孙途见此动作,眼角又带上了一丝笑意:“这一点可不是我的猜测,而是通过事实可知。试问既然郭药师一早就有防着我们三方各自下手,辽金双方又怎么可能找到我的住处,并悍然下手偷袭呢?对辽人来说或许还不算太难,毕竟他们有数日时间可以慢慢找机会,但金人呢?他们昨日才到的涿州,然后夜间就能准确摸上门来,这定是早有人将城中详情告知他们了,这不是早与他们有所勾结又是什么?”
董匡脸色又是一番变化,他知道孙途的判断确实在理,常胜军里的人居然已经有人背着郭药师和辽金方面的人勾结了!
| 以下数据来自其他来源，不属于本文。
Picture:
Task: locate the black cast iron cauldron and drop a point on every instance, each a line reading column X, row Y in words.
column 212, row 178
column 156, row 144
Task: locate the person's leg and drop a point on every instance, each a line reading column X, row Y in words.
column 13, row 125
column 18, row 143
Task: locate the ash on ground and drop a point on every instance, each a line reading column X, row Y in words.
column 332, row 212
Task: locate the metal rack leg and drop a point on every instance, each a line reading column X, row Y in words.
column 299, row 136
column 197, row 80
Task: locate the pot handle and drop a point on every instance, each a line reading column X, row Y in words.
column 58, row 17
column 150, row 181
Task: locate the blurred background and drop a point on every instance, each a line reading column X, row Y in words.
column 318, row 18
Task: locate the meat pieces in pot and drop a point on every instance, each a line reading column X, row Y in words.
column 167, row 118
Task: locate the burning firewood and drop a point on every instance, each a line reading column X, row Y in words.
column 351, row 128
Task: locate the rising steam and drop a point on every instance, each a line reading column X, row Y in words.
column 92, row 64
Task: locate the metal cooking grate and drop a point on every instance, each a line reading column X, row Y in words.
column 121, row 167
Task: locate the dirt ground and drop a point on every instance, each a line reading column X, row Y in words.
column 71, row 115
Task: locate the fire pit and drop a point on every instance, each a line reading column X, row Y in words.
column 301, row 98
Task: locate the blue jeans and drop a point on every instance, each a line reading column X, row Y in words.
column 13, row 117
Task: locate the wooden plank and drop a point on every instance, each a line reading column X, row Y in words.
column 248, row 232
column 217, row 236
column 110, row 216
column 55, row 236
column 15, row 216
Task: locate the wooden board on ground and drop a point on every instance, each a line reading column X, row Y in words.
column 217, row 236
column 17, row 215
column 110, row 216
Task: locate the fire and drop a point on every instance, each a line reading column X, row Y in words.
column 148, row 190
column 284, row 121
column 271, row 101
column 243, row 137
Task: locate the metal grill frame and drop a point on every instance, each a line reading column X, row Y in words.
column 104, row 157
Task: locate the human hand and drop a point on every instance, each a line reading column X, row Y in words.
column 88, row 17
仔细想来这也是很正常的事情,毕竟一直以来常胜军的情况都不太好,尤其是这半年里,涿州几乎成了一座空城死城,断粮已在眼前,谁不想为自己谋个好出路呢?再大的忠心,也比不了自家的生存啊。
“所以在我看来,他郭药师自以为是的坐地起价完全就是认不清形势的愚蠢表现。若换作是我,早已选一个方势力投靠了,那会省了许多麻烦,还能保全自身。”
“那你们呢?你们在这儿又可有内应吗?”
“这个嘛……”孙途笑了一下,“这就要看董将军你是不是足够明智了。如今你我双方合则两利,我可以告诉你的是,只要乱起,合你我之力,定能占据城中主动,取郭药师而代之也不是太难。却不知董大郎你可有决心和胆色与我合作一把,把本就该属于你的常胜军,不,是怨军,拿回到自己手上啊?”
说到最后,孙途的一双眼睛已定定落在对方面上,就跟诱使亚当夏娃偷吃禁果的毒蛇般,提出了这么个敏感的问题。
答案,只在董匡的一念之间!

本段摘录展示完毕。